Comparing the Bbs10 complete knockout phenotype with a specific renal epithelial knockout one highlights the link between renal defects and systemic inactivation in mice

Noëlle Cognard, Maria J Scerbo, Cathy Obringer, Xiangxiang Yu, Fanny Costa, Elodie Haser, Dane Le, Corinne Stoetzel, Michel J Roux, Bruno Moulin, Hélène Dollfus, Vincent Marion

Bardet-Biedl Syndrome (BBS) is a genetically heterogeneous ciliopathy with clinical cardinal features including retinal degeneration, obesity and renal dysfunction.
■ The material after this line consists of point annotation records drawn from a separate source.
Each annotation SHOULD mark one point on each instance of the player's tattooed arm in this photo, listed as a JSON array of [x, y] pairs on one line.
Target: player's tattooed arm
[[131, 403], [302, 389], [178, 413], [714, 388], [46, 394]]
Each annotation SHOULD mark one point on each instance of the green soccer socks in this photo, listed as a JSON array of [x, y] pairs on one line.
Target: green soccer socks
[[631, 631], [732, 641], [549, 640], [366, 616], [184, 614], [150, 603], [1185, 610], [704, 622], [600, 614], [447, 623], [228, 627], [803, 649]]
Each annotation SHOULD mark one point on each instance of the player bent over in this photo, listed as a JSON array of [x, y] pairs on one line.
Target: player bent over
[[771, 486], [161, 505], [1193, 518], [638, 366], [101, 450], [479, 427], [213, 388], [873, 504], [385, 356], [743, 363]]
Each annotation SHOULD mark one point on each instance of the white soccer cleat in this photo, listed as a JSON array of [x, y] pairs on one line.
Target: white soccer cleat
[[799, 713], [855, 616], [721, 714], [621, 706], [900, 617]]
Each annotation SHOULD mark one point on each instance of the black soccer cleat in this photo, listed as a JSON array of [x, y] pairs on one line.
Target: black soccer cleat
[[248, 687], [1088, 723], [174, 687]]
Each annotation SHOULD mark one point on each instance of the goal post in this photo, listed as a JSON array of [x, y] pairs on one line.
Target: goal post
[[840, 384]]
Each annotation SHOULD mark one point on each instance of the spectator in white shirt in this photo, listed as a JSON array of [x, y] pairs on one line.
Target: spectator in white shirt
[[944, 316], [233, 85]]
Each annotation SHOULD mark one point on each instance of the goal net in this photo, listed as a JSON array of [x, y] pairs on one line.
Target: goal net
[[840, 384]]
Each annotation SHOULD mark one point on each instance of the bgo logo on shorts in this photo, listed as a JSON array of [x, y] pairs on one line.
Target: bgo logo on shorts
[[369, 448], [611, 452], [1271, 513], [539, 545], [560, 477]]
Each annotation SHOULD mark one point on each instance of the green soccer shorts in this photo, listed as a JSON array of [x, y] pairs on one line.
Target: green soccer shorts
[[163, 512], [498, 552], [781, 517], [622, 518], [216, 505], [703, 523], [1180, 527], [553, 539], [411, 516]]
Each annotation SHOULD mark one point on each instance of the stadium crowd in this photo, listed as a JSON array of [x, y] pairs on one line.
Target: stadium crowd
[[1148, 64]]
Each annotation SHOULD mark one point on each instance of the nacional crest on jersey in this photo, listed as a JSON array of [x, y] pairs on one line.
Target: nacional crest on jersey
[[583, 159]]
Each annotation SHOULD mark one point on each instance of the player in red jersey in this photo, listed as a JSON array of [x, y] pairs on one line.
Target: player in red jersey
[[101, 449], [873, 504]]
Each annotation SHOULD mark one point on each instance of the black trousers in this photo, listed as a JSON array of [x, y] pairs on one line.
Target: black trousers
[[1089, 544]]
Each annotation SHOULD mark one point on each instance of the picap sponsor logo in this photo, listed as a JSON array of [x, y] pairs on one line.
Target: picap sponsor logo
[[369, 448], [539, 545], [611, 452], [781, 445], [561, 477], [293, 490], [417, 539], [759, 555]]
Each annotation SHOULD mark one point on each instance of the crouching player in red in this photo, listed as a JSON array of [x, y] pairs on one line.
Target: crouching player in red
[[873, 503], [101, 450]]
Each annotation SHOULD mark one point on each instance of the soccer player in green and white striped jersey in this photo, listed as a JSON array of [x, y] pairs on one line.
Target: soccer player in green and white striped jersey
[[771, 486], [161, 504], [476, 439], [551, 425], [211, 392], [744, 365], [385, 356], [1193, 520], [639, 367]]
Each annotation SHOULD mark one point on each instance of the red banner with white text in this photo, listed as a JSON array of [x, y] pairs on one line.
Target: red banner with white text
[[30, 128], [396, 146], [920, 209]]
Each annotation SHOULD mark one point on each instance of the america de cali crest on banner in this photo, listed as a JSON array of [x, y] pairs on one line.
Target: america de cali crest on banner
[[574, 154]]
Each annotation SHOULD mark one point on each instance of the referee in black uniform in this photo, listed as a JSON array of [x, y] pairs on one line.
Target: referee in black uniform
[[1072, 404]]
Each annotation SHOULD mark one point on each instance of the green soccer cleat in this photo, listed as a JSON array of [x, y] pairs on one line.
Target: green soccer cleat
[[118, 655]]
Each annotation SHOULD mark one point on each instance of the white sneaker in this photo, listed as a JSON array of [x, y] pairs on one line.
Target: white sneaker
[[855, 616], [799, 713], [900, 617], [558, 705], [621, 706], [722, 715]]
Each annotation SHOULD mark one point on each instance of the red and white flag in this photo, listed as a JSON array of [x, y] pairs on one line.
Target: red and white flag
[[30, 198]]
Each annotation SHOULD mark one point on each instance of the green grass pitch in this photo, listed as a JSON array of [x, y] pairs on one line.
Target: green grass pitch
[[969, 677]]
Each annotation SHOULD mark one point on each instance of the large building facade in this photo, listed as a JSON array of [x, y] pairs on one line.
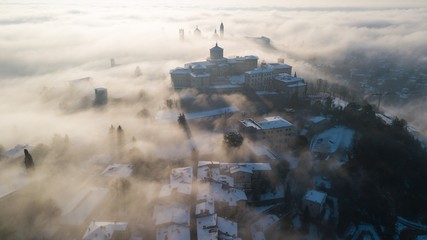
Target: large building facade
[[214, 70], [275, 131]]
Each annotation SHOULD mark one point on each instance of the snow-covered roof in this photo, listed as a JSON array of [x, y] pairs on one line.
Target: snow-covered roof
[[172, 116], [225, 86], [206, 172], [179, 71], [206, 207], [278, 66], [216, 48], [386, 119], [103, 230], [10, 184], [260, 150], [211, 113], [212, 173], [220, 193], [287, 78], [199, 75], [316, 119], [250, 123], [260, 70], [300, 84], [331, 140], [274, 122], [203, 63], [227, 227], [259, 227], [175, 212], [235, 169], [251, 166], [83, 203], [173, 232], [17, 151], [315, 196], [118, 170], [229, 195], [207, 227], [181, 180], [251, 57], [338, 102], [200, 67], [204, 163]]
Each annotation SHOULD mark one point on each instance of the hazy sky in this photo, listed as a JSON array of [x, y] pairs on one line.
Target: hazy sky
[[44, 44]]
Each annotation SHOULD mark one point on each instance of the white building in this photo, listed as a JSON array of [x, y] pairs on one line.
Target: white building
[[107, 231], [260, 79], [291, 86], [275, 131], [315, 202], [213, 71]]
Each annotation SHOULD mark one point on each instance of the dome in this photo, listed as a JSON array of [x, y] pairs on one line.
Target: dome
[[216, 48]]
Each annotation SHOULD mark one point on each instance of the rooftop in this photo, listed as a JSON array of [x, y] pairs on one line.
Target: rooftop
[[315, 196], [250, 123], [207, 227], [118, 170], [173, 232], [227, 227], [103, 230], [177, 213], [260, 70], [274, 122], [286, 78]]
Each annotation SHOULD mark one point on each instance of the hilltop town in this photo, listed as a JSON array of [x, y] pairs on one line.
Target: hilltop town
[[294, 163]]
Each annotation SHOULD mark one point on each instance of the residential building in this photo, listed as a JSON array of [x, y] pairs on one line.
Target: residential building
[[275, 131], [107, 231], [290, 86], [214, 71], [315, 202], [260, 79]]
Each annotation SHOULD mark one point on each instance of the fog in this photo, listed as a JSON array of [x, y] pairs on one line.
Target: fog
[[45, 45]]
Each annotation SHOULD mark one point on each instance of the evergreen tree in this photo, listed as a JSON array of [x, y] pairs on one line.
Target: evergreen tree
[[233, 139], [288, 197], [29, 164], [305, 220]]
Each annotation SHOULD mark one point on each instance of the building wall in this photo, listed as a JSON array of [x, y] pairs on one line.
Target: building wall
[[259, 81], [121, 235], [180, 80], [314, 208], [277, 138], [242, 180]]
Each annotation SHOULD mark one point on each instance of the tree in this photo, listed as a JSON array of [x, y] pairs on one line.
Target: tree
[[29, 164], [328, 102], [233, 139], [120, 136], [181, 120], [399, 123], [288, 197], [305, 220]]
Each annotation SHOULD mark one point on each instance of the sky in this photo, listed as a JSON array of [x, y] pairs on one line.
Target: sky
[[45, 44]]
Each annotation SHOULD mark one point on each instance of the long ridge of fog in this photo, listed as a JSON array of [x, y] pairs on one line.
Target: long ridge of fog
[[44, 46]]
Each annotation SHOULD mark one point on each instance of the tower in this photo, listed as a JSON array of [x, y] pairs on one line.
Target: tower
[[215, 35], [197, 32], [181, 34], [216, 53], [101, 96]]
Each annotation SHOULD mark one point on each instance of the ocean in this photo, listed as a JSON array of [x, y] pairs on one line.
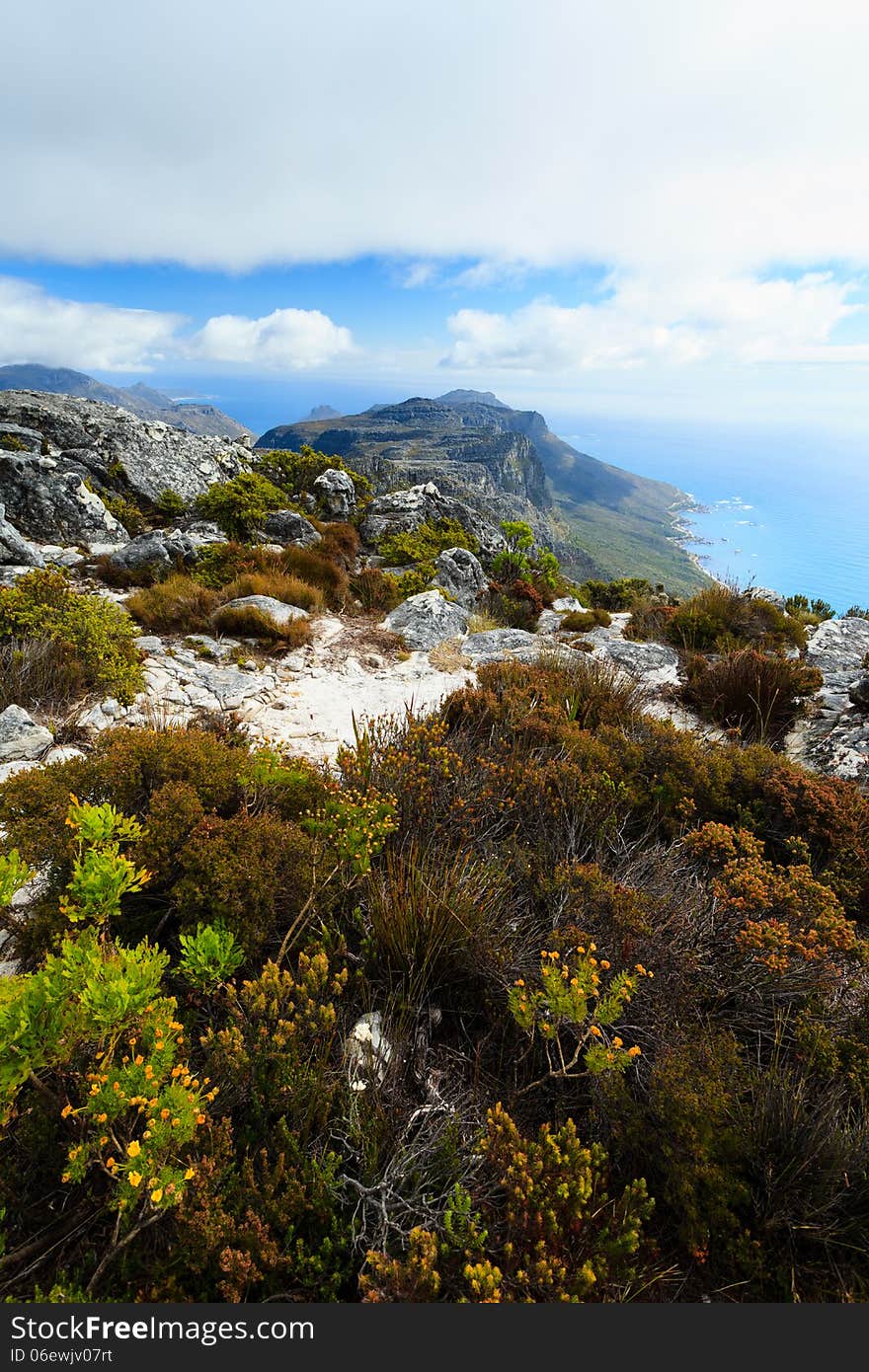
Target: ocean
[[785, 506]]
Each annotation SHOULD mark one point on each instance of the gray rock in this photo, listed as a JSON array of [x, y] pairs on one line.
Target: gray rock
[[426, 620], [21, 737], [14, 549], [655, 664], [274, 609], [492, 645], [153, 456], [401, 512], [765, 593], [335, 493], [460, 573], [288, 527], [49, 503]]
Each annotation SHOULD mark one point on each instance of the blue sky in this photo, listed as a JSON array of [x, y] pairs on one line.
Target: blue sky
[[626, 208]]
To date, 20 BBS genes have been identified with BBS10 being a major BBS gene found to be mutated in almost 20 percent of all BBS patients worldwide. It codes for the BBS10 protein which forms part of a chaperone complex localized at the basal body of the primary cilium. Renal dysfunction in BBS patients is one of the major causes of morbidity in human patients and is associated initially with urinary concentration defects related to water reabsorption impairment in renal epithelial cells. The aim of this study was to study and compare the impact of a total Bbs10 inactivation (Bbs10 (-/-)) with that of a specific renal epithelial cells inactivation (Bbs10  (fl/fl) ; Cdh16-Cre (+/-)). We generated the Bbs10 (-/-) and Bbs10  (fl/fl) ; Cadh16-Cre (+/-) mouse model and characterized them. Bbs10 (-/-) mice developed obesity, retinal degeneration, structural defects in the glomeruli, polyuria associated with high circulating arginine vasopressin (AVP) concentrations, and vacuolated, yet ciliated, renal epithelial cells. On the other hand, the Bbs10  (fl/fl) ; Cadh16-Cre (+/-)mice displayed no detectable impairment. These data highlight the importance of a systemic Bbs10 inactivation to trigger averted renal dysfunction whereas a targeted absence of BBS10 in the renal epithelium is seemingly non-deleterious.